The two addends that a number is split into can be visualised as representing the length and width of a rectangle. By multiplying the addends together, we are finding the area of that rectangle. Show the students diagrams of the rectangles provided below to help them see how the area of a rectangle changes as the length and width change.
Some rectangles where the length + width equals 16 units are:
Question 2d gives an odd number, so the whole numbers that result in the greatest product have a difference of 1. Thirteen is split into 7 and 6 to give the greatest product, which is 42.
As an extension to this question, have the students split 13 into two equal addends using fractions. This would be 6.5 + 6.5. The product of these two numbers is 42.25.
From this, the students should conclude that a square rectangle always has a greater area than an oblong rectangle that has been made by splitting a number.
Activity Two
This activity extends the previous investigation by looking at three-addend splits. This can be visualised as comparing the dimensions of a rectangular prism with its volume. Again, the students should find that the prism with sides that are equal in length (that is, a cube) yields the greatest volume.
Question 3 in this activity is the real goal of this investigation. Explain this to the students and show them how the investigation is structured to lead them to this question. Some students may wish to extend this still further to see if this pattern applies with four or more splits.
Students who have grasped the idea could be challenged to investigate multiplication using a calculator. “How can the keys 2 , 3 , 4 , 5 , and x be pressed once each time to make the largest product?” The factors that do this are 52 x 43 because these digits are the nearest to making the dimensions of a square.
Answers to Activity
Activity One
1. a. 15 + 1, 14 + 2, 13 + 3, 12 + 4, 11 + 5, 10 + 6, 9 + 7, 8 + 8
b. 8 and 8 (because 8 x 8 = 64)
2. a. 5 + 5 (because 5 x 5 = 25)
b. 6 + 6 (because 6 x 6 = 36)
c. 9 + 9 (because 9 x 9 = 81)
d. 6 + 7 (because 6 x 7 = 42)
Activity Two
1. 3 + 3 + 3 because 3 x 3 x 3 = 27. (The other sets are: 1 + 1 + 7, 1 + 2 + 6, 1 + 3 + 5, 1 + 4 + 4, 2 + 2 + 5, 2 + 3 + 4.)
2. a. 4 + 4 + 4 (because 4 x 4 x 4 = 64)
b. 5 + 5 + 5 (because 5 x 5 x 5 = 125)
c. 6 + 6 + 6 (because 6 x 6 x 6 = 216)
d. 6 + 7 + 7 (because 6 x 7 x 7 = 294)
3. Yes.

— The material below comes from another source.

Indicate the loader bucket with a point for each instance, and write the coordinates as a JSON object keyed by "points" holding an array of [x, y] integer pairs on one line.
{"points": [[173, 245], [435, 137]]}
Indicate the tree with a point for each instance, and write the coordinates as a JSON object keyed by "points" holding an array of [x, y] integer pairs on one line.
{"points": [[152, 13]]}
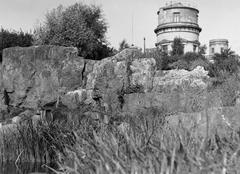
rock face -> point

You get the greatest product when each set of two or three numbers consists of whole numbers that are the same or nearly the same. (If you were using fractions instead of whole numbers only, with 13 you would get 6 1/2 x 6 1/2 = 42 1/4 as the greatest product instead of 6 x 7 = 42, and with 20, you would get 6 2/3 x 6 2/3 x 6 2/3 = 296.296, instead of 6 x 7 x 7 = 294.)